Let $f(X)=X^p-X-a$ and $k$ be a field of characteristic $p$, then why is $k(\alpha)$ is separable over $k$ ?, where $\alpha$ is one of the roots of $f$
The roots are of the form $\alpha+i$ for $i=0,\dots,p-1$, so all of them lie in $k(\alpha)$ how to show that there are no elements $\beta$ in $k(\alpha)$ s.t. their minimal polynomial is not of the form $g(X^p)$
On
Note that all field extensions can be written as a tower $E\subseteq F_{sep}\subseteq F$ where $F_{sep}$ is the field containing $E$ and all separable elements of $F/E$. Now as the minimal polynomial of $\alpha$ is separable, we know that $F_{sep}/E$ is non-trivial.
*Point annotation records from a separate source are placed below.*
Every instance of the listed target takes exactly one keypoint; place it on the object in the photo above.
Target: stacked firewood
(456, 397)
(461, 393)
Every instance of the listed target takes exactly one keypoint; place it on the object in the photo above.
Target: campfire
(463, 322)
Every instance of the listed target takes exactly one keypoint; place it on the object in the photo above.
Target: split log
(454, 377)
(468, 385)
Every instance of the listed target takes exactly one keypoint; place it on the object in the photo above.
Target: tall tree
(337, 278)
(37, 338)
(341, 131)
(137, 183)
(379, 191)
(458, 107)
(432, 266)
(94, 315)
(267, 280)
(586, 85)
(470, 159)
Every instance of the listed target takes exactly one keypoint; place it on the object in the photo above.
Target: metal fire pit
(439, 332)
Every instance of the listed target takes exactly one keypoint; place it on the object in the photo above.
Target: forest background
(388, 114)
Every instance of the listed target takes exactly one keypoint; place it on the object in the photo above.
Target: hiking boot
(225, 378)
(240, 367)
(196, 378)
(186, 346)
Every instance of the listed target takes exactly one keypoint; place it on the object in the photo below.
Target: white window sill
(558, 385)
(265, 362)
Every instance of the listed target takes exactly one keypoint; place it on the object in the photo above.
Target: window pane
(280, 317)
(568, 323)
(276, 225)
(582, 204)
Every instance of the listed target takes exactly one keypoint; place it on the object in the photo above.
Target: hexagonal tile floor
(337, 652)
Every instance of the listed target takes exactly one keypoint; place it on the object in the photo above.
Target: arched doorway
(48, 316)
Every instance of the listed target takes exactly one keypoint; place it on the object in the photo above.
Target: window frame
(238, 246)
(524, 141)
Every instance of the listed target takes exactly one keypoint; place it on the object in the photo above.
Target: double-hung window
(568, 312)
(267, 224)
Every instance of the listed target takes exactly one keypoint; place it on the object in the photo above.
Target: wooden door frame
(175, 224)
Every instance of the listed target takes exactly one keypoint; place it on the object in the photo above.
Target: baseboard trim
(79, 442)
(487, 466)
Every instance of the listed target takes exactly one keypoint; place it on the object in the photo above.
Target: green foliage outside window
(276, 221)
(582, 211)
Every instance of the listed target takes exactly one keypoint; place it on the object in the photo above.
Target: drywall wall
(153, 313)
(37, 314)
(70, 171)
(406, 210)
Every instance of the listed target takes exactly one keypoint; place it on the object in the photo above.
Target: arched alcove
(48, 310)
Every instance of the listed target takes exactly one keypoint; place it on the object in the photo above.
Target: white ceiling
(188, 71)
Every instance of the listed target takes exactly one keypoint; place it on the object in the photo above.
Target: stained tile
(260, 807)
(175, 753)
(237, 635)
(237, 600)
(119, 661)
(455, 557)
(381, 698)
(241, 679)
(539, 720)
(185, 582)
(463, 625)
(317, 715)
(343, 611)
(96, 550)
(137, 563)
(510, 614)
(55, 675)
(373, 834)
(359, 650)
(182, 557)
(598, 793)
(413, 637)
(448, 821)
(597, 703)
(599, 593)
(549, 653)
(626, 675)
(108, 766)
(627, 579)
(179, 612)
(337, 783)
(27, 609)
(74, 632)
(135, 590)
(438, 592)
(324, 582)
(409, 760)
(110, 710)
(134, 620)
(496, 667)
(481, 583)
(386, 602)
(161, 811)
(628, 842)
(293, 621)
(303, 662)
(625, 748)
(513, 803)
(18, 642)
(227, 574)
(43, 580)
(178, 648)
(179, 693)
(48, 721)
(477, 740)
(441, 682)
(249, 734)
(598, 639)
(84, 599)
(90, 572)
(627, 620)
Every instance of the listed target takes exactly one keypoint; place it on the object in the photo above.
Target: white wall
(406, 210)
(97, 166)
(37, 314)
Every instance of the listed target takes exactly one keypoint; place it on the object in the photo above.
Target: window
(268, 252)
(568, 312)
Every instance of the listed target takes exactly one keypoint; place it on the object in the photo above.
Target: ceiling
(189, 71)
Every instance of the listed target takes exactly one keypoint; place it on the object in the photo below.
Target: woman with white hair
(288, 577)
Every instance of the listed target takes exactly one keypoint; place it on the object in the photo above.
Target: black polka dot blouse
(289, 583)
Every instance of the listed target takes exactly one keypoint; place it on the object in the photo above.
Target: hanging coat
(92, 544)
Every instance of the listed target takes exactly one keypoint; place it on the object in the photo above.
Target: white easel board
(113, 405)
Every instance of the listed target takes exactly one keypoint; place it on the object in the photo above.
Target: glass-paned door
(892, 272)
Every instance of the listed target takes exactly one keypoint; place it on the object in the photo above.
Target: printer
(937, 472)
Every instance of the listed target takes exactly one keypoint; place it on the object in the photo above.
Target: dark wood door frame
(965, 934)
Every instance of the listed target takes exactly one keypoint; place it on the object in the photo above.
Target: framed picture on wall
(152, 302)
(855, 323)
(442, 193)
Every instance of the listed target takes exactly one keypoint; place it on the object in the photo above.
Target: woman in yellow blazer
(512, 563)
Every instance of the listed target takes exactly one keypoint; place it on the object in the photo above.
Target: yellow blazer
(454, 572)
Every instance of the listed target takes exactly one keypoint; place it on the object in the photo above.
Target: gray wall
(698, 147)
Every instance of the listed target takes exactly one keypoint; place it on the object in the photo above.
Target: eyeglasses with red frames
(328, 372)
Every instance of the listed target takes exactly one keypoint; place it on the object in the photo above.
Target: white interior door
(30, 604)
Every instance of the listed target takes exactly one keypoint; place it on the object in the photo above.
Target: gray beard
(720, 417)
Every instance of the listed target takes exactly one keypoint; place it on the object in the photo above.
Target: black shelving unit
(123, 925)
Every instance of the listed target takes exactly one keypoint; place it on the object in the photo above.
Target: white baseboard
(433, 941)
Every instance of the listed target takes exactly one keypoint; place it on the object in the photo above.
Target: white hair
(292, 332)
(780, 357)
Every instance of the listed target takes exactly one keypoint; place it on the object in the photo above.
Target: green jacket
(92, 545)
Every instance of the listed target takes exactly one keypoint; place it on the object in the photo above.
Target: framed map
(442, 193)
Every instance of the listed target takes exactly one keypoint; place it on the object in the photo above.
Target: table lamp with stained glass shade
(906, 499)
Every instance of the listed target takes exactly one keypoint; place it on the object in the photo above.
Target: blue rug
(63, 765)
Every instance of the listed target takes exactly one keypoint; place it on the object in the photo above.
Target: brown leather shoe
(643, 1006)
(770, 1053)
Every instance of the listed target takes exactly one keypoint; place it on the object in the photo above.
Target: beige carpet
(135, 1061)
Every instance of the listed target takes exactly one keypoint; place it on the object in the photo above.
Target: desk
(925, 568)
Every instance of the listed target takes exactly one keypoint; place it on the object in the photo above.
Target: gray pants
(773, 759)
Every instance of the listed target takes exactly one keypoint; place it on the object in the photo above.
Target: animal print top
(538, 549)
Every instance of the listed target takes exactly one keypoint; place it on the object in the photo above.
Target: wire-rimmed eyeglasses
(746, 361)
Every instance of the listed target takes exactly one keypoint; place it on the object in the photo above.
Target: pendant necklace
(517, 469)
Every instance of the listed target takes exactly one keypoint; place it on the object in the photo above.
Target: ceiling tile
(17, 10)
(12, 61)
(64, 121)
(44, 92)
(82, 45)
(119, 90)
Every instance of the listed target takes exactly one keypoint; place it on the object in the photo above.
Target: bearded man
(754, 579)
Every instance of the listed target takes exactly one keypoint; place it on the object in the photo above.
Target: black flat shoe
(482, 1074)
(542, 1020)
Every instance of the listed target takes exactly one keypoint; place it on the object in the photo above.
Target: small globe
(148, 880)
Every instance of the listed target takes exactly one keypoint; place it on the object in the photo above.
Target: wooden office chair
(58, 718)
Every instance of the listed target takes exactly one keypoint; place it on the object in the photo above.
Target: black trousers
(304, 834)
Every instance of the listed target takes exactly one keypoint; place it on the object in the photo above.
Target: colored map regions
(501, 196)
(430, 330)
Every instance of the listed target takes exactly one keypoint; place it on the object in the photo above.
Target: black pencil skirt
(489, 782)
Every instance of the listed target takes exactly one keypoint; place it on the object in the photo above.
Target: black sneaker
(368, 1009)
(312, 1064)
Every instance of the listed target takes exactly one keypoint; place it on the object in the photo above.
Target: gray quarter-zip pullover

But then since the degree is multiplicative, it must have degree $p$, hence $F/F_{sep}$ is trivial, i.e. all elements of $k(\alpha)$ in your case are separable.
An algebraic extension $L/k$ is separable iff it is generated by separable elements (theorem 4.4 in Lang, Algebra).
Here $L=k(\alpha)$ is generated by $\alpha$, which is separable since its conjugates are distinct. Therefore $k(\alpha)/k$ is separable.